The reason they call it “taking a trip” in the first place is because it’s supposed to take you somewhere. With that in mind, Astra take you to the exotic outer reaches of retro sonic eternity on The Black Chord. Again, normally I’m not much of a stickler for retro, but when you can brazenly outdo your aging masters, I’ll gladly pay attention. This already ranks up there as one of the best psych prog records ever. Sure, it hearkens back to the heyday of bands like Yes, Peter Gabriel-era Genesis, and classic King Crimson, but it somehow manages to outclass all those rubes and trumps their 2009 debut, The Weirding, in every way imaginable. Everything is just so well-sussed out. The way one guitar lead transitions into the next keyboard solo and then a swirl of tranced out riffage, then back and forth and up and around again should sound severely wanky, but it doesn’t at all.

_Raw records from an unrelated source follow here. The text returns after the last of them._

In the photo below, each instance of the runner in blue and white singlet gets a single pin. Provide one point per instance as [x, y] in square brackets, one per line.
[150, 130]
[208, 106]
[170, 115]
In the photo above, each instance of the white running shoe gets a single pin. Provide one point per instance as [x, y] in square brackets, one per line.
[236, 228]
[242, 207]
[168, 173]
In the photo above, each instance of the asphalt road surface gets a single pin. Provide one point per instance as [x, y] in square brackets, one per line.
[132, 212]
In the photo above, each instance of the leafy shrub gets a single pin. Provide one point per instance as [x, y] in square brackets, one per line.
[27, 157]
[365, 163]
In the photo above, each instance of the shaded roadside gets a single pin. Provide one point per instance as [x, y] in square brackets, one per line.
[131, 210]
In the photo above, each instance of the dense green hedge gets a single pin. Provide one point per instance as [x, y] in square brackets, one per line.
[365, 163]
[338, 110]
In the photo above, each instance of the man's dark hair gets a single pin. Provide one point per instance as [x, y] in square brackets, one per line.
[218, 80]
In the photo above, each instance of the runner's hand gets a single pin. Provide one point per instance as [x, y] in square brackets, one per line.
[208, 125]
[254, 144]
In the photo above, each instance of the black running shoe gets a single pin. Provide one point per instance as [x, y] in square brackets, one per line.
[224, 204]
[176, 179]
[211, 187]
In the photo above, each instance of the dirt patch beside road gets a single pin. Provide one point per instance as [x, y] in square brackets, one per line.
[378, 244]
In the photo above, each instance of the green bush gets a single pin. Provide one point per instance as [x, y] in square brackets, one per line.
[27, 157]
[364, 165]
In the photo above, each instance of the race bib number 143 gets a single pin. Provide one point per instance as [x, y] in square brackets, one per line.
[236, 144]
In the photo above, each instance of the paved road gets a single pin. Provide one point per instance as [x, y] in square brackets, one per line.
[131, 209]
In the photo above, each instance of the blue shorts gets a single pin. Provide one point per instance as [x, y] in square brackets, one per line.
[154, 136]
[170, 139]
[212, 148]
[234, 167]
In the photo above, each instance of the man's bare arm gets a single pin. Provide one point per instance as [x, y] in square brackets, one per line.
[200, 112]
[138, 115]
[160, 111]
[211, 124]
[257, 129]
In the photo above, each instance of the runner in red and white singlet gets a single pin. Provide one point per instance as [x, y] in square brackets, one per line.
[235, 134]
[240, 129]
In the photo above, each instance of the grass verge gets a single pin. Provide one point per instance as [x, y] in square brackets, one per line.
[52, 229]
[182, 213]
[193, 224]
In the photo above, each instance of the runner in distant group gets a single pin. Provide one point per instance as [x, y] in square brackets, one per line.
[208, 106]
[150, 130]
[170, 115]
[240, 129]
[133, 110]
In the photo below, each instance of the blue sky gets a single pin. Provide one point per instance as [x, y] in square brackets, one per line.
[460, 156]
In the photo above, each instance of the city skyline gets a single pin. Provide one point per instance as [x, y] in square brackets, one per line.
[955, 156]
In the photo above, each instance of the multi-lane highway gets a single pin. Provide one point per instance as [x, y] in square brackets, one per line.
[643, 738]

It flows like manna from sound heaven. They even manage to throw in decent unforced vocal melodies on top of all the extravagance and lyrics about voices in their heads and such. Music for people with extended attention spans, for sure.
Man, 2012 was a fairly amazing year for Southern California psych rock with this and the Ancestors disc, kind of making us Northwest coast tripsters look a bit like slackers. These cats apparently often perform live with a visual projection company called Operation: Mind Blow. How cool is that? Also, this came out on Metal Blade? Yeah, what the fuck? 2012, the year tripping went mainstream, and you said there was no global shift in consciousness. Well, maybe you were totally right as I doubt anything here (other than Soundgarden, The Mars Volta, and possibly GBV) made much of a dent on the charts. As mentioned, these things take time.
El-P – Cancer For Cure (Fat Possum Records)
Rarely are choices for album of the year this utterly fucking obvious, but I couldn’t for a second even think about putting anything above this in 2012. Back in 2002 (God, again, ten fucking years ago now) El-P‘s Fantastic Damage changed my entire perception of what hip hop could be. More accurately, it just made everything else seem retardedly stupid. Dude’s a thousand years ahead of his time. I’ve always seen the potentiality in hip-hop being the combination of technology and linguistics. It’s a good idea on that level for sure (although it almost always loses me with the misogyny and materialism). El Producto gets it, always has. Following up his absolute genius instrumental mixtape Weareallgoingtoburninhellmegamixx3, which I just so happened to dance my ass off to while tripping balls in 2010, El-P further ups his game into fast tempo drugged out club-banging territory on C for C. This stuff hypes me up more than nearly any metal record I own. Just complete fucking godhead shit. Most importantly, this is one of the like four hip-hop (okay, this is really trip-hop, let’s face it) albums I own (including even the prior Producto discs) where I actually listen to every song on the record. Guy just drops hit after hit, tune after tune. The way he captures the confused terror and amusement presented by the smoked out information/overpopulation age lyrically is unparalleled.
Here’s a bold statement, this isn’t just the album of the year; THIS IS THE BEST HIP-HOP ALBUM OF ALL TIME. Oh, and he also produced that entire Killer Mike record I was just talking about. The bar’s been set pretty high kids; let’s see if we can ramp it up another notch next year.
(Oh, and if you didn’t notice, I just completely unintentionally gave you the top 23 mind-bending albums of the year… ooohhh… the number 23… spooky).